All generated files are saved to the data/ directory with unique timestamps to prevent overwriting:

Format: {filename}_{timestamp}_{stage}_{mode}.xlsx

Example files:

  • myfile_20251126_143000_cleaned_data_loose.xlsx
  • myfile_20251126_143000_cleaned_data_strict.xlsx
  • myfile_20251126_143000_clustered_data_loose.xlsx
  • myfile_20251126_143000_clustered_data_strict.xlsx
  • myfile_20251126_143000_analyzed_data_loose.xlsx
  • myfile_20251126_143000_analyzed_data_strict.xlsx

You can review these files after the analysis completes to see the detailed results.

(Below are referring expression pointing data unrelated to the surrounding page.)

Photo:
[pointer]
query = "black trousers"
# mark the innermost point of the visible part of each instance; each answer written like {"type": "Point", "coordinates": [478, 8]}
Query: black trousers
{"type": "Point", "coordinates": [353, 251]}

🎯 Understanding Loose vs Strict Modes

The pipeline runs in two modes to help you understand the trade-offs:

LOOSE Mode

  • More lenient filtering: Retains more documents
  • More topics: May discover more granular topics
  • Lower quality threshold: Includes documents with lower lexical quality
  • Use case: When you want to capture all possible topics, even if some are lower quality

STRICT Mode

  • Stricter filtering: Only keeps high-quality documents
  • Fewer topics: More focused, higher-quality clusters
  • Higher quality threshold: Only documents with good lexical properties
  • Use case: When you want only the most coherent, high-quality topics

The visualizations help you compare these approaches and choose which works better for your use case.

πŸ”§ Configuration

File Format Requirements

  • Supported formats: CSV, XLSX
  • Maximum file size: 200MB
  • Required column: A text column (automatically detected: content_text, text, content, etc.)
  • Optional columns: Label, Country (for filtering)

Column Detection

The system automatically detects:

  • Text column: content_text, text, content, Text, Content
  • Label column: Label, label, category, Category
  • Country column: Country, country, location, Location

Pipeline Parameters

Default parameters can be adjusted in app.py:

  • bertopic_min_topic_size: Minimum documents per topic (default: 5)
  • MAX_CONTENT_LENGTH: Maximum file size in bytes (default: 200MB)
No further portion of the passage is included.